Chemical and physical data
- Formula: C_{19}H_{19}F_{2}N_{7}O
- Molar mass: 399.406 g·mol^{−1}
- 3D model (JSmol): Interactive image;
- SMILES CN1N=CN=C1COC4=NN2C(C=C4C(C)(C)C)=NN=C2C3=CC(F)=CC=C3F;
- InChI InChI=1S/C19H19F2N7O/c1-19(2,3)13-8-15-24-25-17(12-7-11(20)5-6-14(12)21)28(15)26-18(13)29-9-16-22-10-23-27(16)4/h5-8,10H,9H2,1-4H3; Key:BQDUNOMMYOKHEP-UHFFFAOYSA-N;

= L-838,417 =

Chemical compound

L-838,417 is an anxiolytic drug used in scientific research. It has similar effects to benzodiazepine drugs, but is structurally distinct and so is classed as a nonbenzodiazepine anxiolytic. The compound was developed by Merck, Sharp and Dohme.

L-838,417 is a subtype-selective GABA_{A} positive allosteric modulator, acting as a partial agonist at α_{2}, α_{3} and α_{5} subtypes. However, it acts as a negative allosteric modulator at the α_{1} subtype, and has little affinity for the α_{4} or α_{6} subtypes. This gives it selective anxiolytic effects, which are mediated mainly by α_{2} and α_{3} subtypes, but with little sedative or amnestic effects as these effects are mediated by α_{1}. Some sedation might still be expected due to its activity at the α_{5} subtype, which can also cause sedation, however no sedative effects were seen in animal studies even at high doses, suggesting that L-838,417 is primarily acting at α_{2} and α_{3} subtypes with the α_{5} subtype of lesser importance.

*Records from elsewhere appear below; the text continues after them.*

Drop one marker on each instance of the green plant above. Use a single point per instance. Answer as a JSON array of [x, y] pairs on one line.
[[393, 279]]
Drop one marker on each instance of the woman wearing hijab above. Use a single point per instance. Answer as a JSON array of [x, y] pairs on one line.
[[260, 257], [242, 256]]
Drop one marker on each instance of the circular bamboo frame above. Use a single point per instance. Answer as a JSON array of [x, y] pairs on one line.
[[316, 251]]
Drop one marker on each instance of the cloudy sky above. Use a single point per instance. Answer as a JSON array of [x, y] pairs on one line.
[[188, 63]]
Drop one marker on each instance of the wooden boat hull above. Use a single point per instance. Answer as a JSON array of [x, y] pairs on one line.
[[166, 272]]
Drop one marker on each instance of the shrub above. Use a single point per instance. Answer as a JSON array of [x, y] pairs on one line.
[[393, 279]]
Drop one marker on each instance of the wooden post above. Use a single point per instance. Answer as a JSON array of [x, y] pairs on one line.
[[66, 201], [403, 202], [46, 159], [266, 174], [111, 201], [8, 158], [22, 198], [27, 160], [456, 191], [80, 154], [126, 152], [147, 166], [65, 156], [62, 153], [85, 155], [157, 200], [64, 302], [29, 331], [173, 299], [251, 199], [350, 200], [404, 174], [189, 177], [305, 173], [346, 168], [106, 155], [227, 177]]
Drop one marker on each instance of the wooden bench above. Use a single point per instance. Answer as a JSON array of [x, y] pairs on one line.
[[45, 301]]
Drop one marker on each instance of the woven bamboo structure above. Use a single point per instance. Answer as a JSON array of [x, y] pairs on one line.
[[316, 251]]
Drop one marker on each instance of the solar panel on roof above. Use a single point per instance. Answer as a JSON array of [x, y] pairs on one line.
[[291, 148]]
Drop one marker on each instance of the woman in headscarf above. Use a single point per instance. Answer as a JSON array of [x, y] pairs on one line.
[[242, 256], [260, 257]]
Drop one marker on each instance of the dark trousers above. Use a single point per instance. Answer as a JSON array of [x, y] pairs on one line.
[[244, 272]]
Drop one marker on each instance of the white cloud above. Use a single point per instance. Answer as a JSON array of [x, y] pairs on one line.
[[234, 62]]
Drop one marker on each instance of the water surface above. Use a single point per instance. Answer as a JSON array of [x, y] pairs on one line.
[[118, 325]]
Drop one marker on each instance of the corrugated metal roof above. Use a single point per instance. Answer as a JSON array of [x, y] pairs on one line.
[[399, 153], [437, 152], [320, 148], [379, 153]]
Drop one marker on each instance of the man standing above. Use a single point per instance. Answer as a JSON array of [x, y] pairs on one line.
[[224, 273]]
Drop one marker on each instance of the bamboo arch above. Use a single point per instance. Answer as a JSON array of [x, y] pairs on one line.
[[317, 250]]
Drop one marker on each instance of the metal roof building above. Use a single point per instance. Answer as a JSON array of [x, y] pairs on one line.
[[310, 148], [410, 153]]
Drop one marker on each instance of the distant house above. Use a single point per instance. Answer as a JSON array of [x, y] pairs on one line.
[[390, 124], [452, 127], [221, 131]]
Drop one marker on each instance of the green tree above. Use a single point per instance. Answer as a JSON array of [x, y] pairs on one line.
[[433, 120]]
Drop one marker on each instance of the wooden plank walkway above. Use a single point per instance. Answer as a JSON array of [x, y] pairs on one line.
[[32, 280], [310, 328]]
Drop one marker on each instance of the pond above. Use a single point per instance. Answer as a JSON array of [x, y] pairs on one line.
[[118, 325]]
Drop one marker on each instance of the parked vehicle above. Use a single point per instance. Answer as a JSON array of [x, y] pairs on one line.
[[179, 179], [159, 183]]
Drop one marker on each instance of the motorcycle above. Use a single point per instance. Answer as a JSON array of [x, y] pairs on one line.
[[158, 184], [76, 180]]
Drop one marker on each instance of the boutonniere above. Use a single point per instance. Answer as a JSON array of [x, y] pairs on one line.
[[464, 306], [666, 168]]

As might be predicted from its binding profile, L-838,417 substitutes for the anxiolytic benzodiazepine chlordiazepoxide in animals, but not for the hypnotic imidazopyridine drug zolpidem.
The synthesis of L-838,417 and similar compounds was described in 2005 in the Journal of Medicinal Chemistry.

In neuropathic pain animal models, it has been shown that stabilizing the Potassium Chloride Cotranspoter 2 (KCC2) at neuronal membranes could not only potentiate the L-838,417-induced analgesia in rats, but also rescue its analgesic potential at high doses, revealing a novel strategy for analgesia in pathological pain, by combined targeting of the appropriate GABA_{A} receptor subtypes (i.e. α_{2}, α_{3}) and restoring Cl^{−} homeostasis.

== See also ==
- α_{5}IA
- SL-651,498
- ENX-102 (TPA-023B)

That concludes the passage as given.